To evaluate the accuracy of the detection of the number of instruments present in a clinic using the trained image recognition system, the number of each instrument detected via image recognition was set as true if it was correct and false if otherwise, and the percentage of true recognition for each instrument was calculated as the DA. In addition, as a performance evaluation metric of the image recognition system, average precision (AP) at the intersection over union (IoU) = 50% was obtained for each instrument using the same method as the PASCAL VOC Challenge [19].
For “condenser,” “condenser_disk,” and “condenser_round” in AA, the results were averaged and summarized as “condenser.”
A desktop PC with Intel Xeon Gold 6226R CPU, 96 GB RAM, NVIDIA Quadro RTX6000 GPU, and Ubuntu 18.04 OS was used for training and evaluating YOLOv4.

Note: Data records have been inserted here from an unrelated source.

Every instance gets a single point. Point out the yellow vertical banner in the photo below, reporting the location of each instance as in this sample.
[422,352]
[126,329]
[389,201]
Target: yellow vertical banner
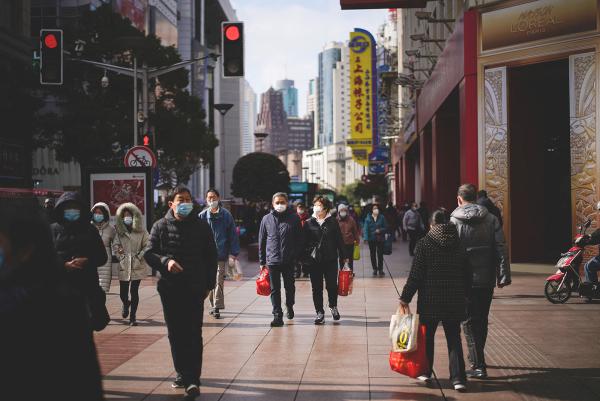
[361,96]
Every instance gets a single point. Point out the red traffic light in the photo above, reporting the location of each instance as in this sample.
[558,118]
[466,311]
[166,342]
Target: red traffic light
[50,41]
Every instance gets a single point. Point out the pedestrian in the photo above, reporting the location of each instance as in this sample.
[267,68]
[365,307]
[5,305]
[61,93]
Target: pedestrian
[45,324]
[301,268]
[182,248]
[227,240]
[441,276]
[101,220]
[414,226]
[374,229]
[481,235]
[350,235]
[279,246]
[483,200]
[323,239]
[129,247]
[79,246]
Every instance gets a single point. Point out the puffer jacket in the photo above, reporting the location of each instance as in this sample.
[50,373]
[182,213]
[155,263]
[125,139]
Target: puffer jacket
[440,274]
[190,243]
[224,231]
[129,247]
[107,233]
[482,237]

This study was conducted following the Ethics Review Committee approval (H29-E23) of the Osaka University Graduate School of Dentistry and Dental Hospital, and was conducted in accordance with the “Ethical Guidelines for Medical and Biological Research Involving Human Subjects”. Although the data obtained in this study do not contain identifying information, the conditions of the instruments during the examination were photographed only after explaining the study to the patients and obtaining their informed consent in advance.